RH: Bom, a decisão será feita pelo chefe da
agência, eles me deverão consultar como o representante especial do
Secretário-Geral da ONU. Mas, eu espero que nós possamos providenciar
assistência à mídia da Guiné-Bissau. Eu me encontrei com jornalistas lá, eles
têm dificuldades, os salários são miseráveis, as condições de trabalho também
são ruins. Eles têm que ser apoiados. Espero que os americanos e a União
Europeia também apoiem a mídia guineense. Eles merecem apoio político para se
sentirem protegidos, mas além disso, eles precisam de transporte, equipamento,
até dinheiro vivo para que possam comer, possam comprar roupa, porque os
salários deles são miseráveis. Quando você tem um político que ganha milhares
de dólares na Guiné-Bissau, como também no meu país, e aí você vê jornalistas,
que prestam um serviço público, e mal podem comer. Então será uma prioridade
para a agência de desenvolvimento do Timor-Leste ajudar a mídia guineense.
RO:
Última pergunta. Como é que os países de língua portuguesa podem ajudar ainda
mais a Guiné-Bissau, como por exemplo, Brasil?

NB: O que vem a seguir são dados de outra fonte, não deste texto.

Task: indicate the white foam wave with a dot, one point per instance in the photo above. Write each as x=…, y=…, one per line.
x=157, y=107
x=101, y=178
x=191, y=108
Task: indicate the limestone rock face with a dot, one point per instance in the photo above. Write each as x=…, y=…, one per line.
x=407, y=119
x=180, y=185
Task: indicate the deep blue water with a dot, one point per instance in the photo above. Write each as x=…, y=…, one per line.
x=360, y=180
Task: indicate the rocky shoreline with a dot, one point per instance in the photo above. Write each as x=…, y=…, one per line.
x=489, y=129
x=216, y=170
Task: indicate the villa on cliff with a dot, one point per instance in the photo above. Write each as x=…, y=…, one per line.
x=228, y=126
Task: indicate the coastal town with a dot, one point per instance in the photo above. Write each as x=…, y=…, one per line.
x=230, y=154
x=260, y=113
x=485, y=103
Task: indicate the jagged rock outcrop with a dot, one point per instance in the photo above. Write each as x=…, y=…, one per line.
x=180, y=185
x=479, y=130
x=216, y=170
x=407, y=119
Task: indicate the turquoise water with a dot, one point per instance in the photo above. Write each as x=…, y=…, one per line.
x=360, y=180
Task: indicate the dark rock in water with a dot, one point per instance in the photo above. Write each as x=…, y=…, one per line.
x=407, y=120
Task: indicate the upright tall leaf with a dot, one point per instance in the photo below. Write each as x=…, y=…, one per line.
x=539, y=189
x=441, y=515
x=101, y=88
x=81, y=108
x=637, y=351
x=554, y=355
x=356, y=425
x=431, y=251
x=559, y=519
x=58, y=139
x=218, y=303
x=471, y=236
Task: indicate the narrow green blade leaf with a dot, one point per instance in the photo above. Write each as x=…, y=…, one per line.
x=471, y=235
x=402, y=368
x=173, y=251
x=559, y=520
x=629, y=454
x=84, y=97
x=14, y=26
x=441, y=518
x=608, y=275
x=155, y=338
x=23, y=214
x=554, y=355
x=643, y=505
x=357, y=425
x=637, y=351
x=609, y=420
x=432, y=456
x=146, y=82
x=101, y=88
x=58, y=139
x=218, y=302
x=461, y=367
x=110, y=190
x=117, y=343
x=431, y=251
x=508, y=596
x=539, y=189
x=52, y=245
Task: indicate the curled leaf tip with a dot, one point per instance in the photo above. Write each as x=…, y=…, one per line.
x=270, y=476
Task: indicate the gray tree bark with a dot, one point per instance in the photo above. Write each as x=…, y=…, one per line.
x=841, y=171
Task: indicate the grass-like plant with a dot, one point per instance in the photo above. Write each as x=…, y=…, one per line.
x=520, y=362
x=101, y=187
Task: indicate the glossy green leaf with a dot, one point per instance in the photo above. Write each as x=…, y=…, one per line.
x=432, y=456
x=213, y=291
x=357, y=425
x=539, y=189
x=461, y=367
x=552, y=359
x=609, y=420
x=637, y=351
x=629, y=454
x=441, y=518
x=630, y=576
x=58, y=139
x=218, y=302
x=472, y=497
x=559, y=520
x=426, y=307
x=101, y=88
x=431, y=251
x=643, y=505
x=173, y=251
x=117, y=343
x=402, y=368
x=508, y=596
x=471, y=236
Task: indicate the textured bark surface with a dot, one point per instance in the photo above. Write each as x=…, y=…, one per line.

RH: Bom. Os outros países de língua
portuguesa fizeram ainda mais que o Timor-Leste. Veja o apoio de Portugal, por
exemplo. Eles têm sido muito pacientes e generosos. Vamos analisar não só o
apoio bilateral de Portugal, mas nos últimos anos, e até mesmo agora, Portugal
suspendeu a ajuda direta ao governo, mas não os programas humanitários, que
continuam. Portugal é também a porta da Guiné-Bissau para a Europa. Se Portugal
decidir bloquear a ajuda para a Guiné na União Europeia, não haverá mais
dinheiro da União Europeia para a Guiné-Bissau. No caso de Angola, houve uma
situação de enorme generosidade e liderança, mas aí ocorreu o golpe e Angola
saiu da Guiné. Os guineenses não demonstraram muita sabedoria em fazer uso da
ajuda angolana. Se os políticos da Guiné-Bissau não querem usar a ajuda de
Angola, essa mesma poderia ter sido bem-vinda no Timor-Leste. Angola queria construir
uma rodovia, um novo porto, ajudar a modernizar o Exército, mas houve
complicações políticas, e eu ainda estou intrigado como tudo isso aconteceu
porque não foi uma decisão unilateral de Angola de ir à Guiné-Bissau. A mesma
ocorreu através de um acordo com a CPLP. Foi assinado um acordo com militares
da Guiné-Bissau. Não foi Angola que decidiu, de uma hora para, outra ir para a
Guiné. Mas foi uma decisão de chefes de Estado da CPLP baseados num acordo
escrito. E Angola é um país rico com uma experiência tremenda em modernizar as
Forças Armadas. E Angola não tem nenhum outro interesse. Eles sabem os
problemas imediatos deles que são internos e têm a ver com a estabilização da
República Democrática do Congo. Eles se deslocaram para a Guiné-Bissau por causa
da solidariedade como membro da CPLP. Se a Guiné-Bissau não quis usar esta
ajuda, é uma perda para a Guiné.
RO: E o
Brasil?
RH: Bom o Brasil tem sido mais que generoso.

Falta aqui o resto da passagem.